To all our fellow citizens we say: Abortion is an assault on human dignity, an act of violence against both mother and child and the whole human family. Legal protection for unborn human life must be restored in our nation. As the Second Vatican Council also reminded us: “Whatever is opposed to life itself, such as any type of murder, genocide, abortion, euthanasia, or willful self-destruction … all these things and others of their like are infamies indeed. They poison human society, but they do more harm to those who practice them than those who suffer from the injury. Moreover, they are a supreme dishonor to the Creator” (Gaudium et Spes, 27).

We recall what is best in our common national heritage: Human beings, simply because they are human, must be recognized as persons with fundamental human rights. Our nation fought a terrible civil war because the practice of slavery was finally recognized to be inconsistent with our national ethos enunciated in the Declaration of Independence: All are endowed by their Creator with the inalienable rights to life, liberty and the pursuit of happiness. Slavery is repugnant because it treats human beings as property to be disposed of at the will of another. It was morally absurd then to say: “I am personally opposed to owning slaves and would never own any myself, but I can't force my moral views on others. It is not the government's task to legislate morality. It is a personal choice.” It is just as morally repugnant to say the same about abortion today. Our nation stands in judgment now, as it did more than a century ago: Are we to be a nation that honors its commitments to the right to life, or not? And if not, then just what does our nation stand for?

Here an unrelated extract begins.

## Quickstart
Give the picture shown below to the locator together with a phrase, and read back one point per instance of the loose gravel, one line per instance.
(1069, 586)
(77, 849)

No one has spoken more eloquently about the sacred value of human life than has our Holy Father, Pope John Paul II. It is he who reminds us that all who are “sincerely open to truth and goodness can, by the light of reason and the hidden action of grace, come to recognize in the natural law written in the heart (cf. Rm 2:14-15) the sacred value of human life from its very beginning until its end, and can affirm the right of every human being to have this primary good respected to the highest degree. Upon the recognition of this right, every human community and the political community itself are founded” (Evangelium Vitae, 2).

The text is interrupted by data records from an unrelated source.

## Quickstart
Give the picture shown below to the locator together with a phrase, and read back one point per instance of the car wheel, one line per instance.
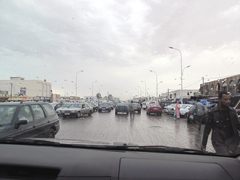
(78, 115)
(51, 134)
(90, 113)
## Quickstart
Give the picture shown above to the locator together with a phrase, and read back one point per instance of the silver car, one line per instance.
(78, 110)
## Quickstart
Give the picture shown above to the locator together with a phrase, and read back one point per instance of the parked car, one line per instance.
(62, 109)
(78, 110)
(184, 110)
(170, 109)
(191, 114)
(121, 108)
(145, 105)
(56, 106)
(94, 105)
(27, 120)
(166, 108)
(137, 107)
(112, 105)
(164, 104)
(104, 107)
(154, 108)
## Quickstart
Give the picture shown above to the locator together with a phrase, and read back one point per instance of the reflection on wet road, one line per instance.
(141, 129)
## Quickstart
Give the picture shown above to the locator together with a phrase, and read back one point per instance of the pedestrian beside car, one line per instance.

We see in our culture an ongoing conflict between good and evil, a conflict between life and death. As we strive to assure peace and justice, too often it is forgotten that the common good can only be served when the right to life, the right on which all other inalienable rights of the individual rest and from which they develop, is acknowledged and defended (cf. Evangelium Vitae, 101).

In spite of the relentless propaganda in favor of abortion, most Americans have not become fully insensitive to the killing of children so weak that they cannot cry for help. Indeed, the 1973 abortion decisions set in motion the broadest grassroots movement this nation has ever seen. Our debt to those who serve the pro-life cause is immeasurable. They are the witnesses and bearers of our nation's most noble aspirations. In a special way, through the national debate on partial-birth abortion, they have focused the attention of Americans on the plight of the child….

To our fellow Catholics, we ask you to do even more for life. Reach out to women who are pregnant and in need of help, to families struggling with financial or emotional difficulties. Stand by those who wish to choose life with the witness of solidarity, hope, and service. Catholic families should be living symbols of our conviction that life is always, always a gift from God. Teach your children to respect human life from conception to natural death. Pray as a family for an end to this evil that destroys the weakest of the weak, the poorest of the poor….

Excerpted from Light and Shadows: The Nation 25 Years After Roe vs. Wade, by the U.S. bishops.